The wheels of justice moved swiftly in the finals of the Charles S. Desmond Moot Court Competition, the Law School's intramural competition for litigators-in-training. A distinguished three-judge panel – consisting of Hon. Eugene F. Pigott Jr. '73, associate justice of the New York State Court of Appeals; Hon. Erin M. Peradotto '84, associate justice of the New York State Supreme Court, Appellate Division, Fourth Department; and William J. Hochul '84, U.S. Attorney for Western New York – deliberated for just 15 minutes before declaring a winner.
The Desmond competition took place over three days, culminating in the Nov. 3 final round argued in the Francis M. Letro Courtroom. Caitlin Higgins '13 and Kinsey O'Brien '13 were named the victors, besting Phil Modrzynski '13 and Adam Durst '13 in what he judges described as an exceptionally close vote.
Seventeen two-person teams argued the fictitious U.S. Supreme Court case of Bipartisan Legal Advisory Committee et al. v. The Commonwealth of Desmond. The problem – a collaborative effort of Professor George Kannar, faculty adviser to the moot court program, and Corey R. Forster '13, president of the SUNY Buffalo Moot Court Board – involved the federal Defense of Marriage Act. Under the fact pattern, the fictional State of Desmond, which has recognized same-sex marriage since 2004, is threatened with the loss of its federal Medicaid funds because the state's laws draw no distinction between same-sex and opposite-marriages.
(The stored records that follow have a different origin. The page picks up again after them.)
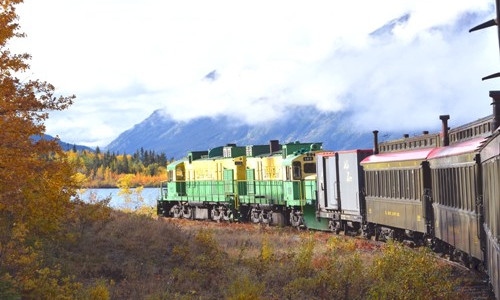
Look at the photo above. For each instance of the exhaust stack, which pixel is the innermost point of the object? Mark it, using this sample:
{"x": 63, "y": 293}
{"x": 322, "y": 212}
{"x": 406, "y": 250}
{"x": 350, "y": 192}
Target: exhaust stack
{"x": 375, "y": 142}
{"x": 496, "y": 110}
{"x": 444, "y": 130}
{"x": 274, "y": 145}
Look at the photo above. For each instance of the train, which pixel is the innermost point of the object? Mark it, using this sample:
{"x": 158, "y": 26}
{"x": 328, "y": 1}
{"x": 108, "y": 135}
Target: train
{"x": 441, "y": 190}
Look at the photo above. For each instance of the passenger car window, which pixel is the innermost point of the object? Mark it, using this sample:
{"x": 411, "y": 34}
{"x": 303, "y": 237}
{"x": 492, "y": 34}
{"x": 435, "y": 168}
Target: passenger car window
{"x": 296, "y": 169}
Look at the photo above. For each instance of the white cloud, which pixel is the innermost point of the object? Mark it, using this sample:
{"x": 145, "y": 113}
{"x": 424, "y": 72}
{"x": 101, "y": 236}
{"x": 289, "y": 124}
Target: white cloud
{"x": 124, "y": 59}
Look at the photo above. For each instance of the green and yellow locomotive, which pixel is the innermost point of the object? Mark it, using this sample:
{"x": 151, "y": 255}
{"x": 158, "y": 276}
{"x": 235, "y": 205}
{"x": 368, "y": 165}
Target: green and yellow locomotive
{"x": 264, "y": 184}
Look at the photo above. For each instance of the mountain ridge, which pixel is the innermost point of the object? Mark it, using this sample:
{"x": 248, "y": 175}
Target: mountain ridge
{"x": 159, "y": 132}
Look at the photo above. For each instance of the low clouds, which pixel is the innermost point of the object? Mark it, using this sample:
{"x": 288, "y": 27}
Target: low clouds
{"x": 396, "y": 64}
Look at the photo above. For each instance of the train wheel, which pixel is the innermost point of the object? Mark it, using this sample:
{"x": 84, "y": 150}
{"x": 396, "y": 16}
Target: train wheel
{"x": 255, "y": 216}
{"x": 295, "y": 219}
{"x": 176, "y": 211}
{"x": 186, "y": 212}
{"x": 265, "y": 217}
{"x": 226, "y": 214}
{"x": 216, "y": 215}
{"x": 278, "y": 219}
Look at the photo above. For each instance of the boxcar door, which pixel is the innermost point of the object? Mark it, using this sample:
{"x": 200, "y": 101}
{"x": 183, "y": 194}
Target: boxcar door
{"x": 228, "y": 175}
{"x": 349, "y": 182}
{"x": 321, "y": 179}
{"x": 332, "y": 194}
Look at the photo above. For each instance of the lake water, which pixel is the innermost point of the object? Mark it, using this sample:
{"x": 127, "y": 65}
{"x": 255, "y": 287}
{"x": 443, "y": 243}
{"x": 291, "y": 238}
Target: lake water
{"x": 148, "y": 196}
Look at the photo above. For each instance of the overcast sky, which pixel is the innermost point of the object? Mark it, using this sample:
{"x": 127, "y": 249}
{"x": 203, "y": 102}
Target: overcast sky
{"x": 397, "y": 64}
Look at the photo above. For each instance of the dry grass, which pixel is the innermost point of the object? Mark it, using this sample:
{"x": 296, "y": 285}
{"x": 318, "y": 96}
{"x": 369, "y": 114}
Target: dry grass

Litigants argued two questions: whether "heightened scrutiny" must be applied in the case, and whether DOMA violates the Constitution's Spending Clause and Tenth Amendment.
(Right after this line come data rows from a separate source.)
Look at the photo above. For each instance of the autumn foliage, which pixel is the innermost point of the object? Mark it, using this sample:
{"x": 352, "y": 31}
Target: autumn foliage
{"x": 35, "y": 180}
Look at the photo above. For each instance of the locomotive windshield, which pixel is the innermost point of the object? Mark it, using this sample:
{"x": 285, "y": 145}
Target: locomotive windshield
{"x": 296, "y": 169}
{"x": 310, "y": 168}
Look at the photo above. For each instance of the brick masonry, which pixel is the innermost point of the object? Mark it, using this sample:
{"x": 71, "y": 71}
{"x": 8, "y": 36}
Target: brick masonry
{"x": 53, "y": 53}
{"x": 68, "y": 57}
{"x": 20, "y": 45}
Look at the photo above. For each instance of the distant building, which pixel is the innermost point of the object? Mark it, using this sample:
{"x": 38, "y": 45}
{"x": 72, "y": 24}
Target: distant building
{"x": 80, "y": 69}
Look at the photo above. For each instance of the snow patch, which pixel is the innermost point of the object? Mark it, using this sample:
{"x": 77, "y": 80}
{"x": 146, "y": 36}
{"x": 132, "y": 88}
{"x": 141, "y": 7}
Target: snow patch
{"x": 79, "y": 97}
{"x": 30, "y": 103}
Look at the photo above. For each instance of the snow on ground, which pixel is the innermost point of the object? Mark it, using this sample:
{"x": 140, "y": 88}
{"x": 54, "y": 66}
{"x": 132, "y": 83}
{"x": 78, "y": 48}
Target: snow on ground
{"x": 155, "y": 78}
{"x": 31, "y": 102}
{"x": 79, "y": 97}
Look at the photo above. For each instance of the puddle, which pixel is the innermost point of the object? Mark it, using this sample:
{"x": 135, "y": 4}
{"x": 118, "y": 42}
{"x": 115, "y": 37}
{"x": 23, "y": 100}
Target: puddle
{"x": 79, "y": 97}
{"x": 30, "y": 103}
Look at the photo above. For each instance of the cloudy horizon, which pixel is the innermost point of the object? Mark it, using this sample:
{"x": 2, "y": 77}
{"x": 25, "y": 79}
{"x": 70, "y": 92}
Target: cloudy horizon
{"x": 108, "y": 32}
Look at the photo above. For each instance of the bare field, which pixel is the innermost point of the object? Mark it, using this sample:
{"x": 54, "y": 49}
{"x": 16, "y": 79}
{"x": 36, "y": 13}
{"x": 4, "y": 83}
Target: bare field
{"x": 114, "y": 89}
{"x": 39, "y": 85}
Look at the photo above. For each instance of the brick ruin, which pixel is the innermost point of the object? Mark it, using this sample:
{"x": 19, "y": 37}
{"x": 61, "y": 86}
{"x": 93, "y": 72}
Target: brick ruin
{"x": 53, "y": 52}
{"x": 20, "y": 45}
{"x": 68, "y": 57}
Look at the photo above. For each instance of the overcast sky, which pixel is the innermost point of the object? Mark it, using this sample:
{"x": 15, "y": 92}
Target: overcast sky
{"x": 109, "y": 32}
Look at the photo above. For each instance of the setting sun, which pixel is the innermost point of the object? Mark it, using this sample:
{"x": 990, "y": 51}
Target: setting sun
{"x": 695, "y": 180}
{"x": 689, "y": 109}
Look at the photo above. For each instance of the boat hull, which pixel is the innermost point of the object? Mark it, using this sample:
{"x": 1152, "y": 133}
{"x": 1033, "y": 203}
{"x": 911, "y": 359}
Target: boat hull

"The heat of the competition was unbelievable," says Forster, who was part of the winning team in last year's competition. "Every round was essentially treated as the final round."
He said 60 or 70 volunteer judges adjudicated the preliminary rounds of the competition, most of them SUNY Buffalo Law alumni.
Forster acknowledged that, as much as organizers try to replicate the atmosphere of a U.S. Supreme Court argument, the mood in the courtroom was lighter than in Washington. Alumni judges especially, he says, are "happy to be back here, happy to see these students, happy to see where they're going to be."
That showed in the final round, in which pointed questioning by the three black-robed justices was interspersed with lighthearted moments. Justice Pigott, for example, playing the role of chief justice, raised the historical situation of the federally imposed 55 mph speed limit, then noted, "Well, you weren't born yet." But just like many of the Supreme Court justices, the final-round judges weren't shy about interrupting the arguments with questions and comments, challenging the litigants to respond in a way that supported their argument while staying unflustered and on message:
Justice Pigott: "What business do the feds have determining that marriage is going to be sanctified?"
Justice Peradotto: "It seems to me that an argument can be made that DOMA actually increases the Medicaid costs for the states and the federal government."
Justice Hochul: "Will you at least agree that the states are not being required to do anything as a result of that law?"
And so on. When it was all over, though, the justices did something else that you'll never see the Supreme Court do: They had kind words for the competitors.
"This was a case where you had a chance to develop your craft, as you're developing your lawyer credentials, to an extent that frankly I haven't seen before," Justice Hochul said. "You guys really are the equivalent of anybody I've ever gone against in the Second Circuit, the D.C. Circuit and other courts of appeals I've appeared in over the years. You handled a very hot bench. … You can leave, whether you won or lost, knowing you really are among the top talent not only in Western New York but any place I've seen on the Eastern Seaboard."
"You all were so incredibly poised," Justice Peradotto said. "You responded to the pounding quite well. Even when you struggled a little bit with one of my questions, you still recovered and got right back into your argument. I see a lot of lawyers in the Appellate Division, and you're as good as any of them."
"Stopping when you get interrupted by a judge is important, and you did it," Justice Pigott said. "Some of the thrust and parry is difficult. I don't think there was a question asked that wasn't answered directly and, if necessary, explained. If it's your natural ability to do that, then you're a star. I have no doubt that you folks are going to do extremely well."
Other awards in the competition included: Best Appellate Brief, Higgins and O'Brien; second place, Modrzynski and Durst; third place, Kevin Yam '14 and Dana Lee '14; an. Best Oral Advocate: Higgins; second place, Phil Meabon '14; third place, Modrzynski.